Service Initialization
Flyte services initialize their tracing and metrics providers during startup using otelutils.RegisterProvidersWithContext. This function sets up the global tracer and meter providers for a specific service name.
In executor/setup.go, the initialization looks like this:
otelCfg := otelutils.GetConfig()
if err := otelutils.RegisterProvidersWithContext(ctx, otelServiceName, otelCfg); err != nil {
return fmt.Errorf("registering otel providers: %w", err)
}
Internally, RegisterProvidersWithContext (found in flytestdlib/otelutils/factory.go) creates the appropriate exporter based on the configuration and stores the resulting TracerProvider in a global map keyed by the service name. This allows different components within the same process to use distinct providers if necessary.
Propagating Traces via ConnectRPC
Flyte uses ConnectRPC for communication between many of its services. To ensure trace context is propagated across these network boundaries, Flyte utilizes otelconnect interceptors.

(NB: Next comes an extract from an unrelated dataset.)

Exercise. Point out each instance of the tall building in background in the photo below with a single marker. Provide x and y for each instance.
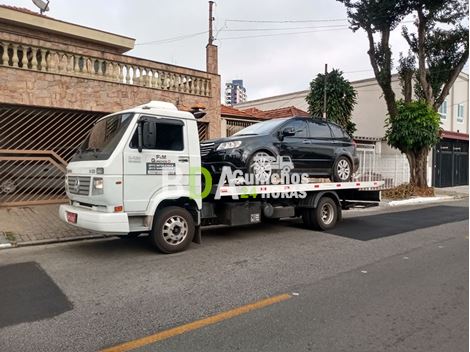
(235, 93)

When creating a client, you pass the interceptor to the client constructor. For example, in executor/setup.go, the EventsProxyServiceClient is configured with an OTEL interceptor:
otelInterceptor, err := otelconnect.NewInterceptor(
otelconnect.WithTracerProvider(otelutils.GetTracerProvider(otelServiceName)),
otelconnect.WithMeterProvider(otelutils.GetMeterProvider(otelServiceName)),
otelconnect.WithoutServerPeerAttributes(),
)
eventsClient := workflowconnect.NewEventsProxyServiceClient(
http.DefaultClient,
eventsServiceURL,
connect.WithInterceptors(otelInterceptor),
)
This interceptor automatically extracts trace headers from incoming requests and injects them into outgoing requests, maintaining the distributed trace across service calls.
Manual Instrumentation
For internal logic that isn't covered by RPC interceptors, you can create manual spans using otelutils.NewSpan. This helper function is designed to integrate with Flyte's logging system by automatically injecting log fields from the context as span attributes.
In flytestdlib/storage/cached_rawstore.go, manual spans are used to track storage operations:
func (s *cachedRawStore) Head(ctx context.Context, reference storage.DataReference) (storage.Metadata, error) {
ctx, span := otelutils.NewSpan(ctx, otelutils.BlobstoreClientTracer, "flytestdlib.storage.cachedRawStore/Head")
defer span.End()
return s.RawStore.Head(ctx, reference)
}
The NewSpan function (in flytestdlib/otelutils/factory.go) iterates through log fields retrieved via contextutils.GetLogFields(ctx) and adds them to the span. This ensures that if your context already contains metadata like project, domain, or workflow_id, those values are automatically searchable in your tracing backend.
Kubernetes API Visibility
Flyte interacts heavily with the Kubernetes API. To gain visibility into these interactions, Flyte provides wrappers for the controller-runtime client and cache.
The otelutils.WrapK8sClient and otelutils.WrapK8sCache functions (defined in flytestdlib/otelutils/k8s.go) wrap standard Kubernetes clients to create spans for every Get, List, Create, Update, and Delete operation.
// Example of wrapping a K8s client
kubeClient = otelutils.WrapK8sClient(kubeClient)
These spans are tagged with the k8s-client tracer name and include the specific operation path (e.g., controller-runtime.pkg.client.Client/Get), allowing you to see exactly how much time is spent waiting on the Kubernetes API server.
Sampling Strategies
To manage the volume of trace data, Flyte supports two sampling strategies configured via otel.sampler.parentSampler:
always: Every request is sampled. This is useful for development or low-traffic environments.traceid: Uses probabilistic sampling based on a ratio. The ratio is controlled byotel.sampler.traceIdRatio.
Both strategies are wrapped in a ParentBased sampler. This means that if an upstream service (like a proxy or another Flyte service) has already decided to sample a request, Flyte will respect that decision regardless of its local ratio.